Adalah bangunan Vihara Dhanagun, salah satu bangunan bersejarah yang berada di areal itu saat kali pertama kita menjelajah keindahan Jalan Surya Kencana.

Dengan kacamata yang menempel di atas hidung lelaki tua itu, Ayung selaku pengurus vihara bersejarah tersebut mendaraskan dengan fasih terkait salah satu suku Tiongkok yang sedikit memberikan pengaruh terhadap perjalanan sejarah bangsa Indonesia.

“Jadi, di Tiongkok Selatan ada satu nama provinsi, Fujian. Nah, Hokkian itu adalah penduduk sana. Pada zaman dulu, banyak juga perjuangan yang dilakukan suku Hokkian bersama pribumi melawan penindasan yang dilakukan kolonial Belanda di bawah kepemimpinan Gubernur Jenderal Adriaan Valckenier,” ungkap Ayung.

Menurut pemaparannya yang didapat dari cerita turun-menurun adalah waktu zaman dulu, para pedagang dari Belanda dan Tiongkok datang ke tanah tersebut sehingga terjadi suatu persaingan yang kemudian pecah perang pada tahun 1740. Ketika itu, kata Ayung, para pedagang Belanda didukung penuh pemerintah VOC. 

“Dan untuk mengamankan perdagangan tersebut, VOC mendirikan kampung-kampung etnis agar bisa diawasi. Mereka mendirikan Chinese Town dan Kampung Arab,” katanya.
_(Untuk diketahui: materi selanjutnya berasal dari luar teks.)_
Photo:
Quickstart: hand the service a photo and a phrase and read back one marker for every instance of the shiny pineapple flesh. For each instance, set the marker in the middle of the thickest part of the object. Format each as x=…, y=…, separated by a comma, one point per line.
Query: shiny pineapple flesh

Pada 9 Oktober 1740 terjadilah peperangan yang disebut juga dengan Geger Pecinan. Peristiwa berdarah itu, setidaknya antara 5.000 sampai 10.000 warga Tionghoa dibantai dan ditahan di Stadhuis (Museum Jakarta). Dari peristiwa itulah, kemudian beberapa masyarakat Tionghoa beralih ke Buitenzorg (sekarang Bogor) guna bertahan hidup.

Dengan memanfaatkan lahan yang kosong, yang ketika itu masih hutan belantara, mereka mendirikan sebuah bangunan yang menjadi ciri khas dari etnis tersebut. Nama bangunan itu adalah Hok Tek Bio yang sekarang berubah menjadi Vihara Dhanagun.

Menurut penjelasan Ayung yang sudah 11 tahun menjadi pengurus di sana, setelah mengungsi dari Batavia, lalu mereka (Tionghoa) mendirikan Hok Tek Bio (kelenteng) pada tahun 1746 Masehi.

Perekonomian dan kesejahteraan etnis Tionghoa pun perlahan membaik. Dalam hal ini, katanya, tentu ada peranan masyarakat lokal yang begitu ramah menerima kehadiran mereka.

Generasi pertama Tionghoa, kata Ayung, sangat menjaga hubungan baik dengan masyarakat asli sehingga dari situlah asimilasi budaya bahkan kawin silang antara Tionghoa dengan masyarakat lokal marak terjadi.

"Kalau masalah budaya, melebur menjadi satu. Perkawinan budaya dan juga pernikahan antara Tionghoa dengan masyarakat lokal. Dan untuk masalah agama, dari dulu tidak ada masalah. Kenyataan, tetap rukun hingga tua," katanya.

Selain membaur dalam kerukunan, orang-orang Tionghoa yang pada dasarnya memang untuk berdagang, lambat laun memberdayakan masyarakat sekitar. Dengan mengandalkan tenaga masyarakat lokal, orang-orang Tionghoa kemudian merekrut mereka sebagai pekerja.

"Keakraban semakin erat ketika masyarakat juga diajak untuk bekerja. Itulah juga yang menyebabkan etnis Tionghoa semakin nyaman berada di Bogor. Sekarang, bisa kamu lihat di jalan ini. Begitu damai dengan keanekaragaman yang ada," tandasnya.